By using a minimal reproduction script that mirrored MkDocs’ CLI structure, we confirmed that Click 8.3.x fails to pass a True value for default flags. This bypassed all MkDocs logging as the application simply thought the user had intentionally disabled the watcher via --no-livereload.

import click
import sys
from importlib.metadata import version

@click.command()
# This mimics the MkDocs 'serve' command definition
@click.option('--livereload', 'livereload', flag_value=True, default=True)
@click.option('--no-livereload', 'livereload', flag_value=False)
def serve(livereload):
    click.echo(f"Python Version: {sys.version.split()[0]}")
    click.echo(f"Click Version: {version('click')}")
    click.echo(f"Is livereload active? {livereload}")

    if livereload is True:
        click.secho("✅ SUCCESS: Watcher would start.", fg="green")
    else:
        click.secho("❌ BUG DETECTED: Watcher is disabled by default!", fg="red")

if __name__ == '__main__':
    serve()
  1. Ensure Click 8.3.x is installed

    pip install "click>=8.3.0"
    

  2. Run the script without arguments

    python repro_click_bug.py
    
    Result: You will see ❌ BUG DETECTED. Even though the code says default=True, Click passes False to the function. This is why MkDocs never starts its watcher.

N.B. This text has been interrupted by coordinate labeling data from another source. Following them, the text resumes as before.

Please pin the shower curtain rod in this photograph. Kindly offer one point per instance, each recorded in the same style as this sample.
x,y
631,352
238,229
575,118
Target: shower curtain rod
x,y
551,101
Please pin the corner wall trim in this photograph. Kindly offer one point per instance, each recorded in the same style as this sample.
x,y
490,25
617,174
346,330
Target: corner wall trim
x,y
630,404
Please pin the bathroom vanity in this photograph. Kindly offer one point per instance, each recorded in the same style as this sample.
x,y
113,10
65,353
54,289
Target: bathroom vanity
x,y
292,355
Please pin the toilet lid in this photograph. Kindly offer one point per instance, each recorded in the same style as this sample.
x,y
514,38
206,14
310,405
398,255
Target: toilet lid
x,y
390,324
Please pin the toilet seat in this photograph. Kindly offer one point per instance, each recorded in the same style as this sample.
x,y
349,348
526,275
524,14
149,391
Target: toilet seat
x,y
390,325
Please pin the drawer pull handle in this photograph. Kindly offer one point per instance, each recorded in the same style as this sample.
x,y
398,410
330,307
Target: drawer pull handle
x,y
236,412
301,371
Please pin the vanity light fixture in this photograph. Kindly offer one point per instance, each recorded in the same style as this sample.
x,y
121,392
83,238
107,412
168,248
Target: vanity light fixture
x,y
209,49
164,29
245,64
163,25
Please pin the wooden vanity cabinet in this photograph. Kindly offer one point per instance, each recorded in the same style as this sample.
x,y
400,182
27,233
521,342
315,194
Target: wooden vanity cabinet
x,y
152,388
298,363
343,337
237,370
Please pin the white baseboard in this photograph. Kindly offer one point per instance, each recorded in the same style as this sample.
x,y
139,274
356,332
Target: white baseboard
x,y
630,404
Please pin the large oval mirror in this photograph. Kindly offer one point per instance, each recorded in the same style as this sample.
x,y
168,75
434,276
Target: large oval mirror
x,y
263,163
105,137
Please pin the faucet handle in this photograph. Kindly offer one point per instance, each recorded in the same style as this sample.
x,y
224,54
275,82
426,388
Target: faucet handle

  3. Run with the explicit flag:

    python repro_click_bug.py --livereload
    

Summary

  1. The initial suspect is innocent.
  2. Minor upstream releases can contain behavioral breaking changes.
  3. Default values in CLI frameworks are API contracts.
  4. Minimal reproductions beat speculation.
  5. LLMs helped me to localize issue quickly. I love it.